Today is the income tax deadline, and, while I tend to avoid topics of monetary, fiscal, budget, and taxation policy, I do have one thought that I’d like to throw out here. If you’re a wage earner you pay tax up front through the payroll tax deduction. If you overpay you get a refund in the following year. An investor whose income comes from buying and selling stocks or bonds gets to defer paying his taxes until the following year as well as receiving a break on the tax rate because of the lower capital gains schedule. To undo some of the unfairness in this system, I propose that capital gains taxes be deducted from the proceeds when an investment instrument is sold. This is a simple database problem requiring that the purchase and the sale be linked. Either the IRS or the brokerage house could be responsible for maintaining these records. In the current setup, the investor must match purchase and sale but the IRS almost never requires verification of the basis value. Whether intentionally or through error I imagine that a significant percent of basis values are overestimated leading to underpayment of capital gains tax.

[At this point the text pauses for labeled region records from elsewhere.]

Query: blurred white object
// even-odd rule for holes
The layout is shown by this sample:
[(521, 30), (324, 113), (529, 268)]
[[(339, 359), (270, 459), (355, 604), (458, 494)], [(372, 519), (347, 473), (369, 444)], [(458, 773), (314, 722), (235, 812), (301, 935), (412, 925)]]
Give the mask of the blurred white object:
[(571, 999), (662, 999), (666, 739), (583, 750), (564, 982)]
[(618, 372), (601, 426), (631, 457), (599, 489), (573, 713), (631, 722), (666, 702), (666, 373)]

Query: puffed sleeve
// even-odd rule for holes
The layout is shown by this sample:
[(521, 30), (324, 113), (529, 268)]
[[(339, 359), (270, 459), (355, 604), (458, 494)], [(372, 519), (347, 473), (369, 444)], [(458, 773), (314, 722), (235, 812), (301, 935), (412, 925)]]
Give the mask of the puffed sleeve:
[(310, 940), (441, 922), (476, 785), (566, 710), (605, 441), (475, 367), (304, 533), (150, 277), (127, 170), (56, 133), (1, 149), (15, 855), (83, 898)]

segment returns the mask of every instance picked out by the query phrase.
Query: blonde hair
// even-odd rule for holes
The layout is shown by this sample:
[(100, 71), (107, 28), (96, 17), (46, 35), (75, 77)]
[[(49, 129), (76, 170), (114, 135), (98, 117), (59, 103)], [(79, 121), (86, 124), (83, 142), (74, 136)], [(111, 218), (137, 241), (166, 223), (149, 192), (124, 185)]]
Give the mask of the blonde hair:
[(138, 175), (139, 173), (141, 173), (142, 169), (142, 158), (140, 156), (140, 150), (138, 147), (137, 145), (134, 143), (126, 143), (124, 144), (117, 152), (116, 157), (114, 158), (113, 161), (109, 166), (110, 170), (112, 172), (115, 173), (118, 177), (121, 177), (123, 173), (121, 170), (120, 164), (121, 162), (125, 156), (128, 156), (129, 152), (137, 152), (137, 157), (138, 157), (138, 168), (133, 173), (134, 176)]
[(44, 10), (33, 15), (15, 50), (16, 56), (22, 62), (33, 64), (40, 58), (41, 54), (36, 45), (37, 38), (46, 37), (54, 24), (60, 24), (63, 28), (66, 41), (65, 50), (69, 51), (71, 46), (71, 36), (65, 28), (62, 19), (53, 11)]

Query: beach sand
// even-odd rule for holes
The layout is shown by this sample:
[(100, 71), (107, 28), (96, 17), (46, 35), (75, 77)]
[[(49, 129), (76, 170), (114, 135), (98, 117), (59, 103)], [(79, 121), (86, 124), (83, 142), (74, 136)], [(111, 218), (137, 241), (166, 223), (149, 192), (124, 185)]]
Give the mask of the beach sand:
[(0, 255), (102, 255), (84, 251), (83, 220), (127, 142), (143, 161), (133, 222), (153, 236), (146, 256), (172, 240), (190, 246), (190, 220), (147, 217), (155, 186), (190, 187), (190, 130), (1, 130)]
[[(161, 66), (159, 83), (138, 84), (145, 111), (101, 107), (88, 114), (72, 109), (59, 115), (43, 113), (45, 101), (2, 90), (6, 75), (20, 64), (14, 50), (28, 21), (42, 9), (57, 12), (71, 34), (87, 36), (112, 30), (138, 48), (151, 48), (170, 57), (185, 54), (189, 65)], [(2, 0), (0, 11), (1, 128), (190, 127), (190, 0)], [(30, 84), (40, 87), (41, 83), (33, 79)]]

Deducting capital gains at the time of sale would thus greatly increase the accuracy of tax collection and reduce the headache that the individual investor faces at tax time because the match up of purchases and sales will have already happened. It will also help address our Federal budget deficit. Differential capital gains rates could be handled by either withholding at the lower rates and requiring the investor to cover the difference at tax time if he is in the higher bracket or the withholding could occur at the most common rate and any overpayment could be refunded – just like the poor wage earner.